In October 2019, former Connecticut Superior Court Judge Robert Holzberg released the results of his investigation, commissioned by Caggiano, into the diocese's handling of accusations of sexual abuse by its priests. Holzberg found that Bishops Shehan, Curtis, and Egan consistently failed to fulfill their responsibilities. Holzberg described Egan as taking a "dismissive, uncaring, and at times threatening attitude toward survivors"; he characterized Egan's behavior as "profoundly unsympathetic, inadequate, and inflammatory". Holzberg's report accused 71 priests of sexually abusing 300 children since 1953. However, the report praised the reforms made by Bishops Lori and Caggiano to combat sex abuse; Holzberg compared their tenures to that of their three predecessors as "a tale of two cities."

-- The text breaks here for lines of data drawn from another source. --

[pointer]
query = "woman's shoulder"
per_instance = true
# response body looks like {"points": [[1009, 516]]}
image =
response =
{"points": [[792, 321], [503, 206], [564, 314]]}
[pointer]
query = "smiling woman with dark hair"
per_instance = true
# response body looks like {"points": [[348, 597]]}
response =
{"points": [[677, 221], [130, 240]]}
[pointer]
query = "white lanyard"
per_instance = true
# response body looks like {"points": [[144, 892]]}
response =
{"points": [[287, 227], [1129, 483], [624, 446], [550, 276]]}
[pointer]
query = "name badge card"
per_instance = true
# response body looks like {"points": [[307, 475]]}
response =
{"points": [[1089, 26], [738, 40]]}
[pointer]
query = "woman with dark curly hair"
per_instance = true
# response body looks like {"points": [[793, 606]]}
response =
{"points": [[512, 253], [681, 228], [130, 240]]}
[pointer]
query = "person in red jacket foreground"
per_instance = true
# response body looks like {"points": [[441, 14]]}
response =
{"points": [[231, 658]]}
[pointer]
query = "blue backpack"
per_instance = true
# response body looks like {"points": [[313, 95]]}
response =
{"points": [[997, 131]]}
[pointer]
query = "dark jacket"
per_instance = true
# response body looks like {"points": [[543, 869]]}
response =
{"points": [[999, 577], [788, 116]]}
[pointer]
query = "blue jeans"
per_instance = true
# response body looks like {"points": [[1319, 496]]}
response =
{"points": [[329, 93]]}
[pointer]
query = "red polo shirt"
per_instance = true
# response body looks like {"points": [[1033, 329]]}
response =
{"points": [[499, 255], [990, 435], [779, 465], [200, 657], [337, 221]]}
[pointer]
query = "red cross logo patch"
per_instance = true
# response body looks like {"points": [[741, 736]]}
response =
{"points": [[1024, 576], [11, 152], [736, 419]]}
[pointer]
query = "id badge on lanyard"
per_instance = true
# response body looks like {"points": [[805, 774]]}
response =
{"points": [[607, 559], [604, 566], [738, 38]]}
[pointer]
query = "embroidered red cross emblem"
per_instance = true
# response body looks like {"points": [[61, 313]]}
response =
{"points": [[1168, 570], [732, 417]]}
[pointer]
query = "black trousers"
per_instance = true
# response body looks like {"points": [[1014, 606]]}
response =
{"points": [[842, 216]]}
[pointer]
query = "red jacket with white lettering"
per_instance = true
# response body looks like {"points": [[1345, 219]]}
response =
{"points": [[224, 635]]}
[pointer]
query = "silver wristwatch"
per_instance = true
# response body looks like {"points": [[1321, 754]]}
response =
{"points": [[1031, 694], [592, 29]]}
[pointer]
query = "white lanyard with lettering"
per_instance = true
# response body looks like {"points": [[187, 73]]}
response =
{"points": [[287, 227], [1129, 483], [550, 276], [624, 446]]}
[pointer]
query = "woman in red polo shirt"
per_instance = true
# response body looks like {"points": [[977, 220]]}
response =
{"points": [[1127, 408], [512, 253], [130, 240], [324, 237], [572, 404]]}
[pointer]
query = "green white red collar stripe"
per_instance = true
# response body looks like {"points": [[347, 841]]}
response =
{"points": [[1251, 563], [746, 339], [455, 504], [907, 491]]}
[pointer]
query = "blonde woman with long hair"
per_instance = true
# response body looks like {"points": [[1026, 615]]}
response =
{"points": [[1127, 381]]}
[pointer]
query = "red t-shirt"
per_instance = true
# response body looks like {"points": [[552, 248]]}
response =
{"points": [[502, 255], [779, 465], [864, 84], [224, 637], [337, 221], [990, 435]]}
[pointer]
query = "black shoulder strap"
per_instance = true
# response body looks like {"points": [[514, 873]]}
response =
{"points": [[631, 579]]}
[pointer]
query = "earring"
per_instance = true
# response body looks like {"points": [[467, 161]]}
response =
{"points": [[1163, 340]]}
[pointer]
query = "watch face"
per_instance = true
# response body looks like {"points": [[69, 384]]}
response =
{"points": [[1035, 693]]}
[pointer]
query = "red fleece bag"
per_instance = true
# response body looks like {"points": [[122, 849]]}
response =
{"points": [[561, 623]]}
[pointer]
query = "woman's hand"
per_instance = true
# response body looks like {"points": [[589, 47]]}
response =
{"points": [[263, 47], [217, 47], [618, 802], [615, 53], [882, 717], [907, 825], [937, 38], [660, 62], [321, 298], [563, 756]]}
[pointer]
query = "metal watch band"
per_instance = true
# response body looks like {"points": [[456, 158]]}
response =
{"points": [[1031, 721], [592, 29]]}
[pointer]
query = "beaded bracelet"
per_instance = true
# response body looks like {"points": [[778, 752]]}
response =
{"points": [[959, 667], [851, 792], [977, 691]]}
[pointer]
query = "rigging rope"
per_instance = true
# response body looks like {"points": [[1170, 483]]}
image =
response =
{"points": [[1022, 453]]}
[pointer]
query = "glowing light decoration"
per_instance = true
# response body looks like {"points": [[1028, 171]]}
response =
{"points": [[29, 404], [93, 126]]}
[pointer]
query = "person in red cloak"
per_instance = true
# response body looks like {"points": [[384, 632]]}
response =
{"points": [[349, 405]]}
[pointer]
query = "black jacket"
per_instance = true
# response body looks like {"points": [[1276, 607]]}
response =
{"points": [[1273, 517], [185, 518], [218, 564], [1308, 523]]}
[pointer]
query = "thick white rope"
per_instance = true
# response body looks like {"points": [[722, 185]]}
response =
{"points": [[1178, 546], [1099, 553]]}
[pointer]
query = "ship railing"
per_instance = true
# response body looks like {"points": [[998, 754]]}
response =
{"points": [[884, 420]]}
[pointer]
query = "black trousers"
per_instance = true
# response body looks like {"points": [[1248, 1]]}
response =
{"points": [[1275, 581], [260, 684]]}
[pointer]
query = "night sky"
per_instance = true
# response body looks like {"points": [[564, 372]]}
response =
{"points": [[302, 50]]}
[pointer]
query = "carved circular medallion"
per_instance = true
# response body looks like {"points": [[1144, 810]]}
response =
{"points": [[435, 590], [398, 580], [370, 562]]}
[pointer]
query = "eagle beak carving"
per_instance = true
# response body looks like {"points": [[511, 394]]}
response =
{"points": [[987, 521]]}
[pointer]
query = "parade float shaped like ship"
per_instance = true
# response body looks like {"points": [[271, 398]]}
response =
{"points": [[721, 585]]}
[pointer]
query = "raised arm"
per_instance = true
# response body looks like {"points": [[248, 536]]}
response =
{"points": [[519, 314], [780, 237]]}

In 2020, Jaime Marin-Cordona, pastor of Our Lady of Guadalupe Parish in Danbury, was arrested and charged with three counts of fourth-degree sexual assault, three counts of risk of injury to child and three counts of illegal sexual contact. In 2022, Marin-Cordona was convicted of sexual assault and sentenced to one year in state prison.

==Bishops==

=== Bishops of Bridgeport ===
1. Lawrence Shehan (1953–1961), appointed Coadjutor Archbishop of Baltimore and subsequently succeeded to that see, created cardinal in 1965
2. Walter William Curtis (1961–1988)
3. Edward Egan (1988–2000), appointed Archbishop of New York and created cardinal in 2001
4. William E. Lori (2001–2012), appointed Archbishop of Baltimore
5. Frank J. Caggiano (2013–present)

==Education==
As of 2026, the Diocese of Bridgeport has five high schools and 26 elementary schools. Two of the high schools and four of the elementary schools are independently-operated. The total enrollment in all the schools is approximately 9,000 students.

=== High Schools ===

- Cardinal Kung High School – Stamford
- Fairfield College Preparatory School – Fairfield (independent)
- Immaculate High School – Danbury
- Kolbe Cathedral Preparatory School – Bridgeport
- Notre Dame Prep of Sacred Heart University – Fairfield (independent)
- St. Joseph High School – Trumbull

==Social services==

===Elderly===
The Diocese of Bridgeport sponsors nursing homes in Danbury, Stamford, and Trumbull It also operates eight Bishop Curtis Homes for the elderly in Bethel, Danbury, Greenwich, Stamford, Fairfield, and Bridgeport.

===Catholic Charities===
"Catholic Charities of Fairfield County, with 25 program offices throughout the county, provides the largest private network of social services in southwestern Connecticut," according to the diocese.